Re: [PATCH 0/2] tracing: Have trace_pid_list be a sparse array

From: Masami Hiramatsu
Date: Fri Sep 24 2021 - 09:36:13 EST


On Fri, 24 Sep 2021 09:16:27 -0400
Steven Rostedt <rostedt@xxxxxxxxxxx> wrote:

> On Fri, 24 Sep 2021 12:51:07 +0200
> Eugene Syromyatnikov <evgsyr@xxxxxxxxx> wrote:
>
> Hi Eugene,
>
> > Note that there is only one top-level chunk (so its size doesn't
> > matter much), (usually) about one middle-tier chunk (except for some
> > heavy cases, since pids are allocated linearly), and quite some
> > lower-tier bitset leaves.

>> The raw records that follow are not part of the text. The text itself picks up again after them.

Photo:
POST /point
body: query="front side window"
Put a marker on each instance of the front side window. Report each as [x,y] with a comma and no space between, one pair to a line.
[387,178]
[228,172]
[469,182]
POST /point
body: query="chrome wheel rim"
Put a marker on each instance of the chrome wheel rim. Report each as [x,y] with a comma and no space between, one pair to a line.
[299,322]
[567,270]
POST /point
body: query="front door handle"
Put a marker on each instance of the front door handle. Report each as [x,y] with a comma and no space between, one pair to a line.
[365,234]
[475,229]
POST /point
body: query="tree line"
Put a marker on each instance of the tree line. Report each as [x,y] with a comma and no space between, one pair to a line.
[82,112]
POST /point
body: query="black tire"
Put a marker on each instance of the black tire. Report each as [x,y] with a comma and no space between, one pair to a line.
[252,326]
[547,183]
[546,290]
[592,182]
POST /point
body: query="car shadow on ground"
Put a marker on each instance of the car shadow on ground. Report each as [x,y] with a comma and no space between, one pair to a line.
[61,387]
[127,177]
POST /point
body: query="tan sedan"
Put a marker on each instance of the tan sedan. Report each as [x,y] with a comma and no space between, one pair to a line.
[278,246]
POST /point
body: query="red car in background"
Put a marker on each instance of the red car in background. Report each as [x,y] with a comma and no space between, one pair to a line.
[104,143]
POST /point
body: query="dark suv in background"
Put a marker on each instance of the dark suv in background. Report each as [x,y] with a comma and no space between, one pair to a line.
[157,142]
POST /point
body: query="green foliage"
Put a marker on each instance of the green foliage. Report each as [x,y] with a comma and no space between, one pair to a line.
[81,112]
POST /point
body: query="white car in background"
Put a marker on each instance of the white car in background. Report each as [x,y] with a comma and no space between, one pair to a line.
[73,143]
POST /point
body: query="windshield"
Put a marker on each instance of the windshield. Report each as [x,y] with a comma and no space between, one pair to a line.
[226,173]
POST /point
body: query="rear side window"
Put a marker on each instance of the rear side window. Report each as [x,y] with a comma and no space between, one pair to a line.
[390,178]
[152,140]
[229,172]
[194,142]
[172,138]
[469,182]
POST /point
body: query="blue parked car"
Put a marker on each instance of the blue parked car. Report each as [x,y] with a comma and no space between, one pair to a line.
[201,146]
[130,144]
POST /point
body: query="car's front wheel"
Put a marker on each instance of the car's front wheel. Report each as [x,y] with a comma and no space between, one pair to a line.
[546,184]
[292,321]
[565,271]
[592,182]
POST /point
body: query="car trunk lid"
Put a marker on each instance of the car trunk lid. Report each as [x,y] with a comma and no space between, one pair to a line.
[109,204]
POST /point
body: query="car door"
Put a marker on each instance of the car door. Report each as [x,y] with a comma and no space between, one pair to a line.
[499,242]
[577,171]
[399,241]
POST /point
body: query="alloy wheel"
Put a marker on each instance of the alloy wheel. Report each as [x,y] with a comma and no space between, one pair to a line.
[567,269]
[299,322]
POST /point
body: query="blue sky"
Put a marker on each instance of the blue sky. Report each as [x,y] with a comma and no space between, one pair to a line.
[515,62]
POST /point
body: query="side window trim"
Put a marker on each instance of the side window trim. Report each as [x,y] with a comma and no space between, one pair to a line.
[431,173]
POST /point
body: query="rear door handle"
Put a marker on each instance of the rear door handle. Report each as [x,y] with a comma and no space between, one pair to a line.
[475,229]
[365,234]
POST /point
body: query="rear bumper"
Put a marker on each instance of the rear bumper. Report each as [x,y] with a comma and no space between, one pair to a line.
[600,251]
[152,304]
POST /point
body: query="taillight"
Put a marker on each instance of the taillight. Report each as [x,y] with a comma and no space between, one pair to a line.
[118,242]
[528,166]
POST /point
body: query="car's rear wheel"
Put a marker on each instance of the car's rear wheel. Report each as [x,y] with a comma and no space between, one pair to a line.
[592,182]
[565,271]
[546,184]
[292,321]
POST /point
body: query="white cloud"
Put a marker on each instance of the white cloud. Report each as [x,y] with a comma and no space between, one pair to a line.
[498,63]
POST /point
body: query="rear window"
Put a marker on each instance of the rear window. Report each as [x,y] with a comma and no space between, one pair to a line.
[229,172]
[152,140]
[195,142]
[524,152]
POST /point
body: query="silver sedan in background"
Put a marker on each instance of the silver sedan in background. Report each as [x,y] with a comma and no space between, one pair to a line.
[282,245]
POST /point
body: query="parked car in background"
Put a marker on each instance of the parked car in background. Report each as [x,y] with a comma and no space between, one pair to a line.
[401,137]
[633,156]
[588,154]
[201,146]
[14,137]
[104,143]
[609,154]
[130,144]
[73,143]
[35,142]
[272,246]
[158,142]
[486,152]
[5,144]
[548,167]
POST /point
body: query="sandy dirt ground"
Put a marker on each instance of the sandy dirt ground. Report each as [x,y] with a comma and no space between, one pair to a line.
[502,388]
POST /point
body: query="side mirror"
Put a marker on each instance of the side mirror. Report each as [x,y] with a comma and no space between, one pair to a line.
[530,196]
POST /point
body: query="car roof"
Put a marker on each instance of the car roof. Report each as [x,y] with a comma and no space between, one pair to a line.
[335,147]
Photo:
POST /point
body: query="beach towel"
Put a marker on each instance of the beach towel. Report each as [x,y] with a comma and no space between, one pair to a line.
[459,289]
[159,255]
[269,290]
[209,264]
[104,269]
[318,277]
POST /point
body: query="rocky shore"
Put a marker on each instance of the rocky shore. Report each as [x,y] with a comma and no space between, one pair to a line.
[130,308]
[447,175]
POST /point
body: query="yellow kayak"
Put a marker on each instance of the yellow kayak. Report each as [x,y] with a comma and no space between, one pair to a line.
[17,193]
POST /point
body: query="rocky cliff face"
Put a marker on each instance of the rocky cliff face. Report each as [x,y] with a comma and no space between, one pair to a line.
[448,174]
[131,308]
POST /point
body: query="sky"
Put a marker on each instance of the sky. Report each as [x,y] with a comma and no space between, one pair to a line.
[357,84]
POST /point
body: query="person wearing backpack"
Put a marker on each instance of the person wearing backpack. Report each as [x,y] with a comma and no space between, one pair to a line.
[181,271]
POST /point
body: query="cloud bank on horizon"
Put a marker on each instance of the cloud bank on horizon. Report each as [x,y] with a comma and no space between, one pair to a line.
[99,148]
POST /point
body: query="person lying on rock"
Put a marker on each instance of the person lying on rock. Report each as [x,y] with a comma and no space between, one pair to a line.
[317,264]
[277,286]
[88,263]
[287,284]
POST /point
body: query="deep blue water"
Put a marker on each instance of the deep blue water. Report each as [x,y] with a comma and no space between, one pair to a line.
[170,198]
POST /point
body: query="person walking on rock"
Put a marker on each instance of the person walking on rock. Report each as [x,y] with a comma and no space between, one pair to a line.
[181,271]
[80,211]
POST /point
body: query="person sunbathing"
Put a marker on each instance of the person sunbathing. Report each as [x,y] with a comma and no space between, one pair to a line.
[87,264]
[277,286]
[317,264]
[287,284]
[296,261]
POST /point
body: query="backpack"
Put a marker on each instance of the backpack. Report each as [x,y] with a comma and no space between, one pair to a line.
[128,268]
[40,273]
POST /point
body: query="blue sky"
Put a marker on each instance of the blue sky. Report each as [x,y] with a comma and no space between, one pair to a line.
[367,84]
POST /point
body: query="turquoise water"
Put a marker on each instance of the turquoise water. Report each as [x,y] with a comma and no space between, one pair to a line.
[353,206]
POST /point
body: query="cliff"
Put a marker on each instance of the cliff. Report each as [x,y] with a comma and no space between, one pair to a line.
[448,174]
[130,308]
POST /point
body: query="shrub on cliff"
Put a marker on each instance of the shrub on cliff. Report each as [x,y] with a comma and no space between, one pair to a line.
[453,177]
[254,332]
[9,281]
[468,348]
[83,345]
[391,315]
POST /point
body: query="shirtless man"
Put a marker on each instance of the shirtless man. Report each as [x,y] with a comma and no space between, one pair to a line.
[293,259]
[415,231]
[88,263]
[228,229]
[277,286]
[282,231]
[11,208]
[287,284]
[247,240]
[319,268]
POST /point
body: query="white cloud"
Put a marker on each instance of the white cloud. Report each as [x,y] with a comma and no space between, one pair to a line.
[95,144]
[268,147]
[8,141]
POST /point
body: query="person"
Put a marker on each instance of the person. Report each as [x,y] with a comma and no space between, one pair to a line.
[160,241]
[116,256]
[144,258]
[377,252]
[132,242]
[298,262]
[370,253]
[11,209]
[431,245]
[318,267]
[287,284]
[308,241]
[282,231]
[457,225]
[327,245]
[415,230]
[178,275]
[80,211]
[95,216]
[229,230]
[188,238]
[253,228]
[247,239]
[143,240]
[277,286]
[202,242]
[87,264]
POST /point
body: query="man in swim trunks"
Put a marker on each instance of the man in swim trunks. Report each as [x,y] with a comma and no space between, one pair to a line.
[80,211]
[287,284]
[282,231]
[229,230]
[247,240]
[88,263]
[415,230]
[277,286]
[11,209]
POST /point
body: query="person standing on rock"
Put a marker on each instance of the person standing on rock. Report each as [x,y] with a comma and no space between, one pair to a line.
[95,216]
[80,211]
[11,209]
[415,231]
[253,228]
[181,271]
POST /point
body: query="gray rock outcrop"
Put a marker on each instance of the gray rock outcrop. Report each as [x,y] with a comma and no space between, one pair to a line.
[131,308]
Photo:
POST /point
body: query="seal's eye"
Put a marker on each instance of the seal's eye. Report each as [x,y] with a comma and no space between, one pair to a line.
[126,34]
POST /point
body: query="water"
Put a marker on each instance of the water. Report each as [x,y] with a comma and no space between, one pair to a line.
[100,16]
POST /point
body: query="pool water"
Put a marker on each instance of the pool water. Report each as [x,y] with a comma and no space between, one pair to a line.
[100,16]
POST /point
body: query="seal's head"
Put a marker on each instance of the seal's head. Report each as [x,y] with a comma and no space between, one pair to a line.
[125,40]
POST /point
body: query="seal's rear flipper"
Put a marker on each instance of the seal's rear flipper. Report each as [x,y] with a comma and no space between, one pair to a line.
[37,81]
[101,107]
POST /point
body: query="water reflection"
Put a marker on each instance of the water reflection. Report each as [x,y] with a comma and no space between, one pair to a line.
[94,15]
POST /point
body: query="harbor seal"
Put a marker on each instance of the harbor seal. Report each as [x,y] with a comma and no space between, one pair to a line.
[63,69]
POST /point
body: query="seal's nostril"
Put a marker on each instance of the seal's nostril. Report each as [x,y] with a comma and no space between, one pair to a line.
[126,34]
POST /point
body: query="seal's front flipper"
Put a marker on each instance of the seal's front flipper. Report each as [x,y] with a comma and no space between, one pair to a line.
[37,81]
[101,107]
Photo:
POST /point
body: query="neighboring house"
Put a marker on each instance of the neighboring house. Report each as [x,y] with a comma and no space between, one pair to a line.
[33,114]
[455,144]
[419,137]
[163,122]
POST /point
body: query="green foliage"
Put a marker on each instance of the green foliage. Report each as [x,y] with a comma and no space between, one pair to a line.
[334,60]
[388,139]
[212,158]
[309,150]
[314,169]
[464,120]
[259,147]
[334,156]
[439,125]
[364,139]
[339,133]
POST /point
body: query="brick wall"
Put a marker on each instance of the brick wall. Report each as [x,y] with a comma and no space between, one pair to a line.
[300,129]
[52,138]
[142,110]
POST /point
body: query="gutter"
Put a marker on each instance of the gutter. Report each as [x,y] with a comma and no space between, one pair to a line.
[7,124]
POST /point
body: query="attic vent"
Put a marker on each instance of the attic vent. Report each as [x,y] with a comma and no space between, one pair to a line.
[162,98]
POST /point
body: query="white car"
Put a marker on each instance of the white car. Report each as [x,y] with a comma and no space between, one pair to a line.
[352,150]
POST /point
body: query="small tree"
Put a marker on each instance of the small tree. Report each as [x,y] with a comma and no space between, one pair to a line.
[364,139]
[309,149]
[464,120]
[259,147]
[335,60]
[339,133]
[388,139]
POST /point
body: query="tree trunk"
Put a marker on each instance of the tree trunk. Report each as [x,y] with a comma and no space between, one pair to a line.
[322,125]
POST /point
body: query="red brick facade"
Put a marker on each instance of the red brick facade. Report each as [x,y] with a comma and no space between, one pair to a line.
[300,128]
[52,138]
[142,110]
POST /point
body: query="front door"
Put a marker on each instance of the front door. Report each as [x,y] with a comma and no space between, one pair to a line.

So I'd optimise towards smaller leaves at
> > the expense of middle-tier (and especially top-tier) chunk size
> > (especially considering the fact that in the kernel, buddy allocator
> > is used), like 12-8-12 or something like that, but I have no factual
>
> What I really like about my 8 8 14 split I have, it makes everything 2K in
> size on 64 bit machines (1K 1K 2K for 32 bit, but who cares ;-)
>
> 1 << 8 * 8 bytes = 2K // top tiers are pointers to lower tiers
> 1 << 14 bits = 2K // lower tier only cares about bits
>
> This means they will likely all be allocated in the same slab.
>
> I'm optimizing the top tiers for size, because they are likely to be empty.
> Why add memory for something that will never be used, and can't be removed.
> Note, the middle and lower tiers can be reused when they go empty, which is
> a likely use case (at least when I test this using hackbench).
>
> > basis for arguing about specific split. Also, I cannot resist from
> > noticing that this reminds me an awful lot of XArray and [1]. Maybe,
> > some wrapper around XArray would do?
> >
> > [1] https://gitlab.com/strace/strace/-/raw/master/src/trie.h
> >
>
> I looked into xarray and it appears to be optimized for storing something,
> where as I'm just interested in a sparse bitmask.

I guess he suggested that store the bitmask in xarray. Anyway, both are
OK to me. This is needed for reducing the memory.

Thank you,

>
> Thanks for the review.
>
> Note, I'll be posting a v3 soon because I found if I echo 1<<30 into
> set_event_pid, it adds 0 (because it only looks at the bottom 30 bits).
> It should really return -EINVAL.
>
> -- Steve


--
Masami Hiramatsu <mhiramat@xxxxxxxxxx>